‘Slow Money’ Founder to Speak on Ecology of Investing

Woody Tasch

(GREAT BARRINGTON, Mass.) – Woody Tasch, the founder of Slow Money, will be the speaker for the 2012 annual meeting of the Community Land Trust in the Southern Berkshires on Tuesday, April 24, 2012, at 7:30 p.m. The public is invited to attend the talk, at the First Congregational Church of Great Barrington, 251 Main Street, Great Barrington.

Slow Money, based in Brookline, Mass., seeks to make land and people the central principles of investing rather than the maximizing of profits. Slow Money’s vision statement references stresses the need to look “at philanthropy and investment through the lens of food, soil and place.”

Woody Tasch, the founder and chairman of Slow Money, pioneered the integration of asset management and philanthropic purpose in the 1990s as treasurer of the Jessie Smith Noyes Foundation and as founding chairman of the Community Development Venture Capital Alliance. For 10 years he was chairman of Investors’ Circle, a network of angel investors, family offices, and social purpose funds and foundations that has invested in ventures promoting sustainability. Tasch is the author of Inquiries into the Nature of Slow Money: Investing as if Food, Farms, and Fertility Mattered (Chelsea Green).

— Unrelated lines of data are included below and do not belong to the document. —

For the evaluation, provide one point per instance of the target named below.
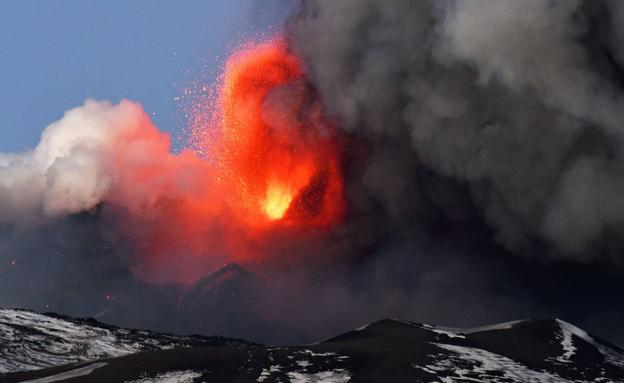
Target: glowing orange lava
(277, 156)
(266, 164)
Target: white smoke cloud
(75, 164)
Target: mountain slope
(385, 351)
(30, 340)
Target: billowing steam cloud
(96, 153)
(387, 158)
(522, 100)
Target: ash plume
(520, 100)
(477, 144)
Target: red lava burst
(277, 156)
(269, 161)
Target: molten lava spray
(277, 158)
(269, 161)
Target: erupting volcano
(266, 160)
(276, 156)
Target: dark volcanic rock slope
(385, 351)
(30, 341)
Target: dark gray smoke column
(520, 100)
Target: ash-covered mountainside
(29, 340)
(548, 350)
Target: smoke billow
(508, 97)
(475, 143)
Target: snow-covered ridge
(30, 341)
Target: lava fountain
(277, 157)
(266, 162)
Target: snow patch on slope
(30, 341)
(334, 376)
(171, 377)
(474, 364)
(569, 349)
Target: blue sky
(55, 54)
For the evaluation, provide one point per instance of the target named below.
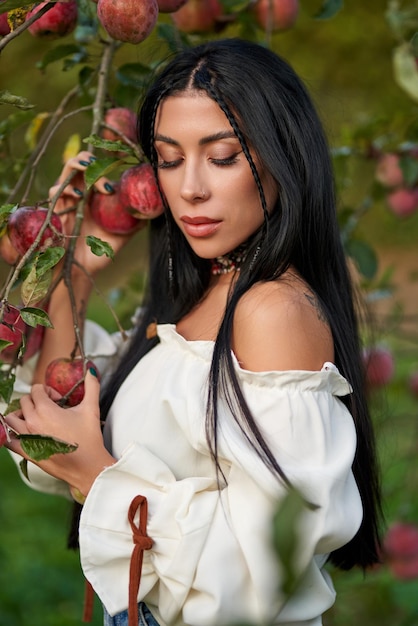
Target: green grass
(41, 582)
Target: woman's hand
(76, 425)
(65, 206)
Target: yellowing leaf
(35, 288)
(72, 147)
(406, 70)
(34, 127)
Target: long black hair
(270, 111)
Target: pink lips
(199, 226)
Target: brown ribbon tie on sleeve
(141, 542)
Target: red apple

Tasch’s talk will follow the annual business meeting of the Community Land Trust, conducted by Christopher Blair, president of the organization.

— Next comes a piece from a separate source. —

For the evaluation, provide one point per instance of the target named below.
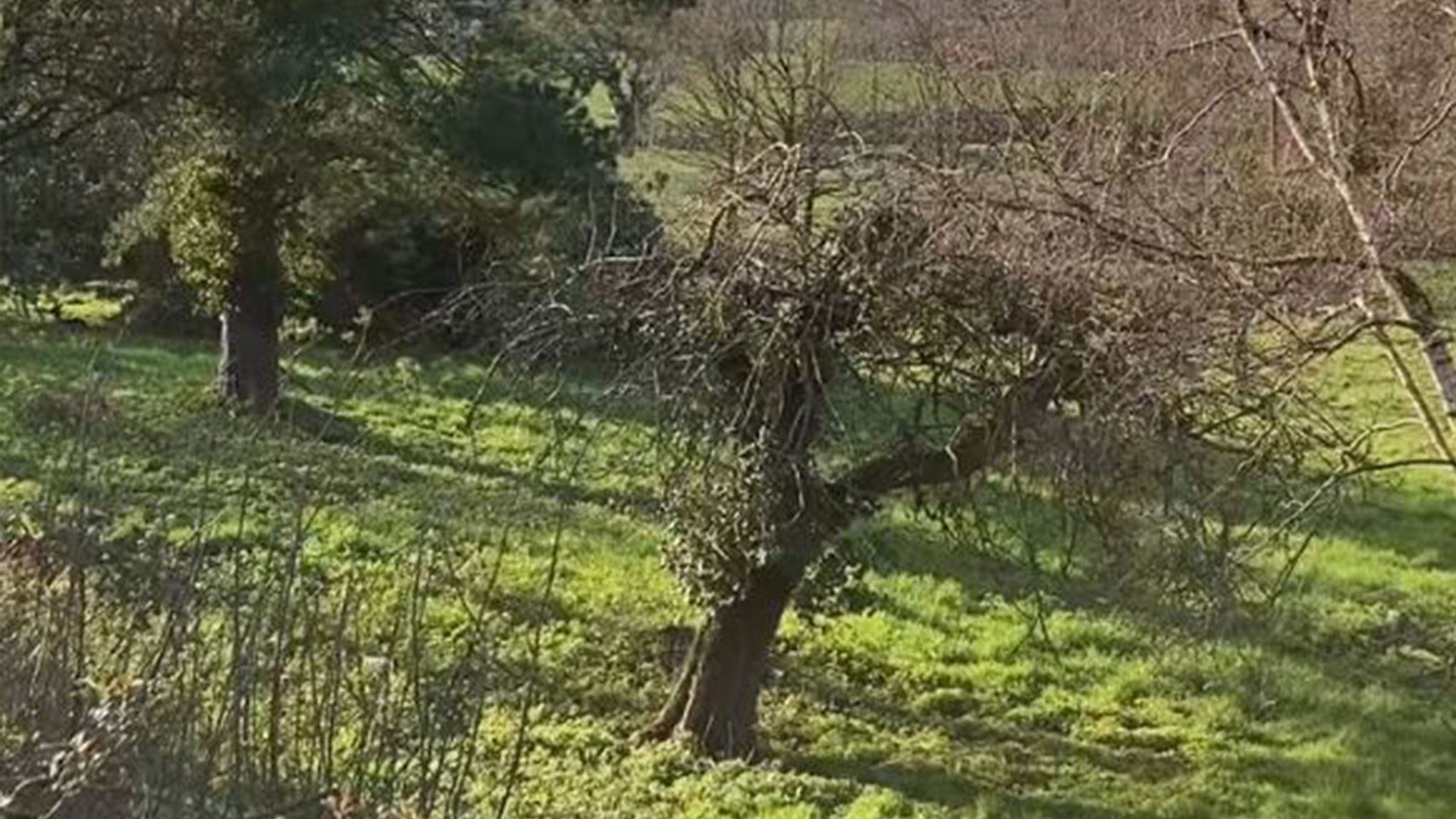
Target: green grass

Tickets to the talk are $5 or 5 BerkShares, available at the door. Admission is free to members of the Community Land Trust in the Southern Berkshires.

The Community Land Trust brings together citizens concerned about affordable housing, preservation of farmland, and open space conservation into a nonprofit corporation with the goal of balancing human needs with those of the land. Membership in the CLT is $10 or 10 BerkShares.